# RF build progress



## Joshua Husemann (May 16, 2020)

Well I am finally getting around to finishing the smoker I started last summer, I also build custom old school mini bikes and that plus the pesky job I have to keep have kept me pretty busy. I thought I would throw up a few pics and welcome any suggestions. I used the calculator on this site for all dimensions and such, so I am feeling pretty good about it turning out well. I have used an old 60 gal air compressor tank for the cook chamber. I was a little rusty inside of course, so I cleaned that out with navel jelly and rinsed and cleaned after. I decided to only go with 3/16" for the firebox and RF plate, although I know everyone goes with 1/4". With the price difference here plus the fact that I'm in AZ and will have no issues keeping heat up, I figured I could probably get away with it. I don't plan on competing and I only smoke a few times a year so for me that justified the slightly thinner material. I will be using Lava rock gasket for the firebox and the CC lid. I plan to build 2 cook grates into the CC, one main one and a more shallow upper grate for smaller items or whatever.  I still need to figure out the latch system for firebox and CC, I am looking for a simple yet effective solution there, and plan to use a 1" ball valve for the grease drain. I have the RF plate just set in place in the pics, but i have it angled slightly away from the firebox to aid in draining. I will add a lip on the drain end also to keep grease from falling under the plate.

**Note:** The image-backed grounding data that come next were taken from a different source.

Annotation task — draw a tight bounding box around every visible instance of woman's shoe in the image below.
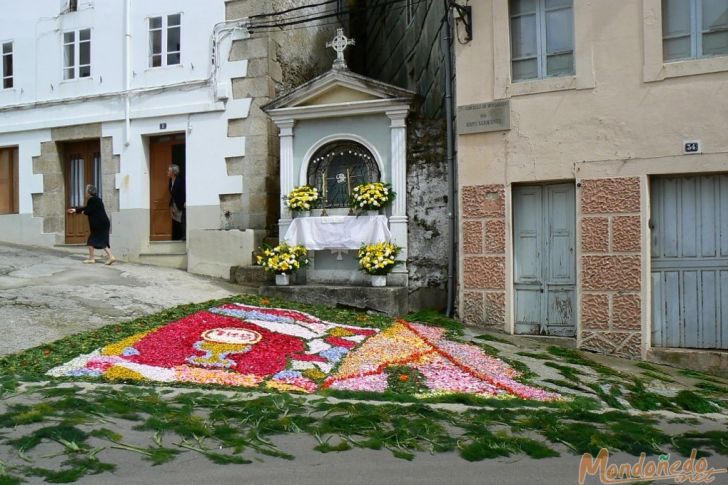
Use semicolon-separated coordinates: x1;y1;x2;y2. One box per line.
83;259;95;264
105;257;116;266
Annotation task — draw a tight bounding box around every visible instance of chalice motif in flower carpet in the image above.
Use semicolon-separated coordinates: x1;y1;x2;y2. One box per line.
47;305;558;401
187;327;263;369
47;304;378;393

I do have two questions, when it comes to the exhaust stack I used the calculator here to get diameter and length, but how far down into the CC should it go? I am going to try for a straight pipe out of the top corner of the chamber rather than using any angled pieces if possible. but how far down should the exhaust tube go? 

When it comes to paint, I am thinking of rustoleum high heat bbq paint. I dont want spray cans so the liquid is what I plan on using. Any thoughts here? can that paint be thinned and sprayed HVLP? Again, any comments and suggestions are welcome.


----------



## smokin peachey (May 16, 2020)

Looks good. I would like to see some pics the mini bikes you build also.


----------



## sawhorseray (May 16, 2020)

Wow Josh, that's a really clean looking job so far, nice piece of work! I touch up the firebox of my Meadow Creek SQ36 with Rustoleum cans, flat black, and it does a great job. I live in Gilbert, AZ and hear you loud and clear about not having to worry about retaining heat, our problems go the other way in summertime. In case he doesn't see this in time before it disappears off the big board you might want to PM 

 daveomak.fs
 with the questions about your offset build, he's a great guy and pretty much the consumate authority on all aspects of offset builds. RAY


----------



## Joshua Husemann (May 16, 2020)

sawhorseray said:


> Wow Josh, that's a really clean looking job so far, nice piece of work! I touch up the firebox of my Meadow Creek SQ36 with Rustoleum cans, flat black, and it does a great job. I live in Gilbert, AZ and hear you loud and clear about not having to worry about retaining heat, our problems go the other way in summertime. In case he doesn't see this in time before it disappears off the big board you might want to PM
> 
> daveomak.fs
> with the questions about your offset build, he's a great guy and pretty much the consumate authority on all aspects of offset builds. RAY


thanks for the kind words, I will definitely seek Dave's input.



smokin peachey said:


> Looks good. I would like to see some pics the mini bikes you build also.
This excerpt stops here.